Just a side comment, but I believe that people in the 55th percentile and below pay basically no federal income tax. Individual circumstances may vary, but the fact remains that a huge percentage of American voters are completely sheltered from the consequences of any tax system. This, of course, makes them very receptive to pandering ideas like "soak the rich!" which turns out to be anyone making over $100K.

Posted by: Mike | Jun 22, 2007 10:09:17 AM

The AMT is working as designed: it disproportionately taxes Democrats, who disproportionately support higher taxes.

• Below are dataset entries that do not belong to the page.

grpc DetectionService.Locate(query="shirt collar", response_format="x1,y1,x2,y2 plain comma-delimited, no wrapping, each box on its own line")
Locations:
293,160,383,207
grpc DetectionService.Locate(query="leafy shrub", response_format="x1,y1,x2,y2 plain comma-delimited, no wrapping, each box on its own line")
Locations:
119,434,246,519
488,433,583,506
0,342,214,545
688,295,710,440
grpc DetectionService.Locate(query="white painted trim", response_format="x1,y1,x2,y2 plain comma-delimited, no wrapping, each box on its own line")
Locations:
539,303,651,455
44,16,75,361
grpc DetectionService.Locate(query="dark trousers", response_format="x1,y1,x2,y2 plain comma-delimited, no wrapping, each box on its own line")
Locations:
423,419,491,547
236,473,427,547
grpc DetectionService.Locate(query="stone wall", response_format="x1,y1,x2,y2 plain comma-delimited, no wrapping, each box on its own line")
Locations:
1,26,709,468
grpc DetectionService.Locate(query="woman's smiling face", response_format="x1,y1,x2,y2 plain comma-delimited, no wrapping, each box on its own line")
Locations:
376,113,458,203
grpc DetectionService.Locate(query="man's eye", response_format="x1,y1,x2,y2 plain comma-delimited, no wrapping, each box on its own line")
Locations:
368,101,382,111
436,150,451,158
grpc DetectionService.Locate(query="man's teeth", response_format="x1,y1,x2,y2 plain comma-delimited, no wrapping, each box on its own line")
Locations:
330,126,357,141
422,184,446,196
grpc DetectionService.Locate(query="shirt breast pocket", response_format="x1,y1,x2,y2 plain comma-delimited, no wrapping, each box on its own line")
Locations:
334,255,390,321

Tax fairness at its best!

Posted by: Anthony | Jun 22, 2007 10:32:35 AM

America - home of the richest poor people in history.

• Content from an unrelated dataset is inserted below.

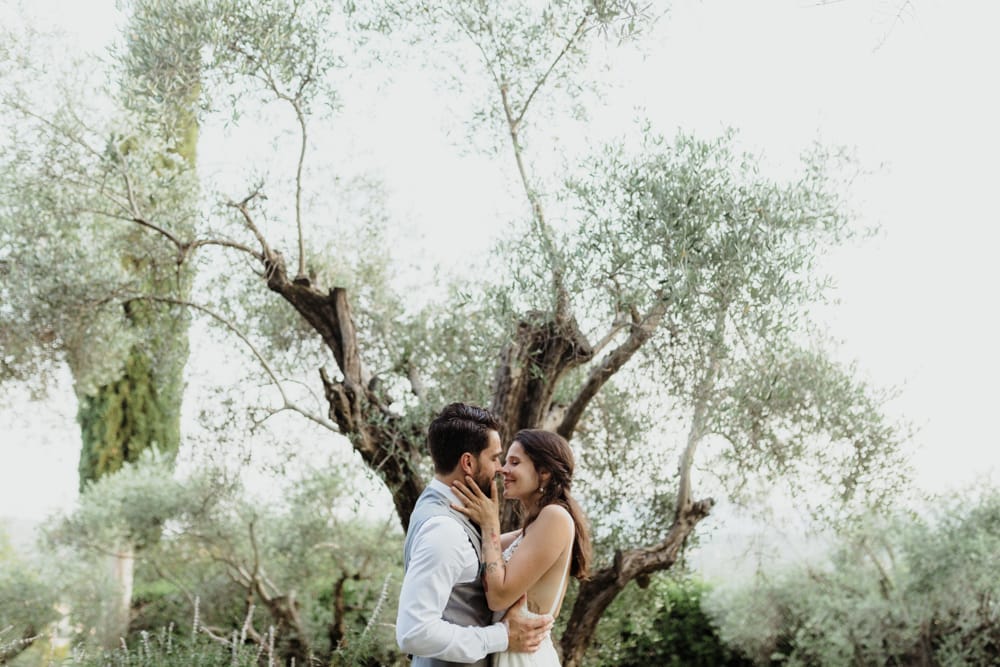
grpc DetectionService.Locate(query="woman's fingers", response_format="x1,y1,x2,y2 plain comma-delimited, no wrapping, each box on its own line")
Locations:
452,480,473,500
465,475,488,499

Posted by: Jeff | Jun 22, 2007 10:50:53 AM

The idea that the AMT is a stealth flat tax is unfounded. The AMT dates from 1978, when it was enacted as a replacement for a 1969 minimum income tax. It exists because of Congress responding to media muckraking about "rich people" not paying income tax. In the original 1969 legislation, it was a matter of 155 people with high incomes paying no income tax. The successive versions of AMT have never actually solved this "problem"; there are still some high-income people who pay zero income tax and zero AMT. Even the AMT itself isn't "flat" since the Democrats (Bill Clinton and the two chambers of Congress) in 1993 raised the rate and created two tax bands of 26% for incomes under $175,000 and 28% for incomes over that. Whatever Senator Packwood may have said he wanted in 1986 has little to do with reality before or since.

Posted by: CJ | Jun 22, 2007 11:16:03 AM

"While I agree that the tax code is too complicated, I fail to understand how anyone whose annual income is over 100,000 can avoid calling themselves wealthy..."

Many people (such as young professionals) who earn in the low seven figures are saddled with massive student debt. If we have families, we can expect to pay about $600/month copayment for health insurance. Many of the jobs that pay around $100,000 are in seriously expensive areas.

The bottom line is that this $115,000-earning professional is living in a 900 sq.ft. two-bedroom apartment under the John Wayne Airport flight path, driving a 1999 Saturn and trying to figure how in the hell he is going to keep paying his stepson's UCI tuition.

But yeah, I feel rich. Go ahead and tax me to the gills. I'm sure I won't even notice it.